Une telle situation se retrouvent déjà dans Liberté, la nuit et Rue Fontaine. Dans Rue Fontaine, René est encore sous le contrecoup de sa rupture avec la femme qui lui avait demandé de lui faire un enfant quand il rencontre Génie (Christine Boisson). Dans Liberté, la nuit, Jean se retrouve jeté seul en temps de paix, à la fin de la guerre d’Algérie, rongé de culpabilité après l’assassinat de Mouche (qu’il avait de toute façon quittée) par des mercenaires de l’OAS. Mais il a fallu cet assassinat pour que la séparation avec Mouche devienne vraiment effective : car, s’il avait cru pouvoir décider seul de leur rupture par un simple acte de langage performatif – « Comme nous sommes intelligents et que nous ne vivons plus ensemble, j’ai pensé qu’il valait mieux nous séparer. […] Voilà, c’est fait, nous ne sommes plus ensemble, c’était le plus difficile après tout. » – , Philippe Garrel s’ingénie, à partir de ce moment, à le montrer co-présent avec Mouche dans nombre de plans qui suivent cette rupture, Mouche venant sans relâche demander des comptes à Jean. Dans ce film, le seul dans la filmographie de Garrel, avec Le Vent de la nuit,qui fasse une si large place à l’engagement politique de ses personnages, Jean se sent d’autant plus seul que ses agissements clandestins en faveur du FLN n’ont plus vraiment de raison d’être après le nouveau tournant que vient de prendre l’Histoire. De ce fait, Jean est un être qui apparaît éminemment disponible.

304.

« N’ayez pas peur, je ne veux pas vous draguer » dit, en guise d’entrée en matière, Paul lorsqu’il aborde l’étrangère de Cadix.

305.

La Jeune Femme accepte la proposition à déjeuner de Paul, mais non sans prétexter un coup de téléphone pour se libérer.
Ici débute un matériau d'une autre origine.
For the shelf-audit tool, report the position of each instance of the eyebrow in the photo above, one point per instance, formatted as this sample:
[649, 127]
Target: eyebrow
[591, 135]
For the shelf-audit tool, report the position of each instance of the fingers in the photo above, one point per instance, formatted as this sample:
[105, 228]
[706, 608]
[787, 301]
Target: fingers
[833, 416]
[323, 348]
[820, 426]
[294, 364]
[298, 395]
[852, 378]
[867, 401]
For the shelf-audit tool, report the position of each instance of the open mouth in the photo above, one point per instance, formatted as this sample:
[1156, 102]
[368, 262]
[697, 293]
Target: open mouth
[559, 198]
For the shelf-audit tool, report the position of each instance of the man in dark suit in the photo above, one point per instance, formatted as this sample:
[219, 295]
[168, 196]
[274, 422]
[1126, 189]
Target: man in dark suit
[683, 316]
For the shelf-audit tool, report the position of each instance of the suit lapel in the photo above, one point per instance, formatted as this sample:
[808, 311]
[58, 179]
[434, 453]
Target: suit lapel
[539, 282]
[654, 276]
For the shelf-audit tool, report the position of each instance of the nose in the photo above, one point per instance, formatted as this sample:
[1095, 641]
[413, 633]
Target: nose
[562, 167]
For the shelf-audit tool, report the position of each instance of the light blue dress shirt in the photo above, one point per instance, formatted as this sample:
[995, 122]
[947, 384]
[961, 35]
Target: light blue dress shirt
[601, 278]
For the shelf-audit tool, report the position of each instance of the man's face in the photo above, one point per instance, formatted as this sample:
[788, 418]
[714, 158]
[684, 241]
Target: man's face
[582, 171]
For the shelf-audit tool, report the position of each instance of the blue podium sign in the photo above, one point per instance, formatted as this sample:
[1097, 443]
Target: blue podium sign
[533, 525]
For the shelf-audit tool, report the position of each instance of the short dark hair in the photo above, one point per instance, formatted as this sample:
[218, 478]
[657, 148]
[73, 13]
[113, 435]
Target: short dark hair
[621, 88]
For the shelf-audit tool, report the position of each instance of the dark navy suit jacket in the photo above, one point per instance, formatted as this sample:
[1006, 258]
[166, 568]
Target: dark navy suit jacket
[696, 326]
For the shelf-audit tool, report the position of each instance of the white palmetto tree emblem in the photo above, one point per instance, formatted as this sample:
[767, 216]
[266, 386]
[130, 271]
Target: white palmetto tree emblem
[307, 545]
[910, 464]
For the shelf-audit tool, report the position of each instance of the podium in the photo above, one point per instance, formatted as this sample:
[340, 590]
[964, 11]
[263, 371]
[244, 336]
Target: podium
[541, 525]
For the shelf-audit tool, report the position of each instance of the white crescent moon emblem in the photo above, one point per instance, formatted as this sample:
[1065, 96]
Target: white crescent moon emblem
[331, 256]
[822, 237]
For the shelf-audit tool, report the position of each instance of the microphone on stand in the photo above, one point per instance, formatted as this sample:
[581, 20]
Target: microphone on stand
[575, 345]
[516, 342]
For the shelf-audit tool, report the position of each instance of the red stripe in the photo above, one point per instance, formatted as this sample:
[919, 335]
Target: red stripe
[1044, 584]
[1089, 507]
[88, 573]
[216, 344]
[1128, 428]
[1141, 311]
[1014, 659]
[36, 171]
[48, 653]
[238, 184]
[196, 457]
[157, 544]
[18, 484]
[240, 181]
Pourtant, une fois enfermée dans la cabine téléphonique, elle ne fait qu’appuyer sur quelques touches, avant de sortir presque aussitôt pour se rendre aux toilettes. De ce stratagème pudique perce déjà, de la part de la Jeune Femme, la part de trouble et de gêne qui s’est emparée d’elle au contact de Paul.

306.

Nous empruntons cette expression à Pascal Bonitzer, en l’employant dans une perspective différente. Cf. Le Champ aveugle, op. cit., p. 95.

307.

La lecture de la version du scénario avant-tournage renforce cette lecture. Les conditions qui rendent possibles la rencontre entre Aline et Gérard y sont, en effet, largement « romancées ». On peut lire que c’est Aline qui prend l’initiative de la rencontre avec Gérard, bien décidée à sortir Gérard du marasme dans lequel il s’est replié. C’est donc surtout Aline qui « connaît » déjà Gérard. Cf. J’entends plus la guitare, scénario avant-tournage, archive Bifi, pp. 42-43.

308.

Pour employer le mot d’Annie dans Le Cœur fantôme, après que Philippe a fait le constat que sa relation amoureuse avec Annie a lentement décliné vers un « j’étais bien » peu exaltant.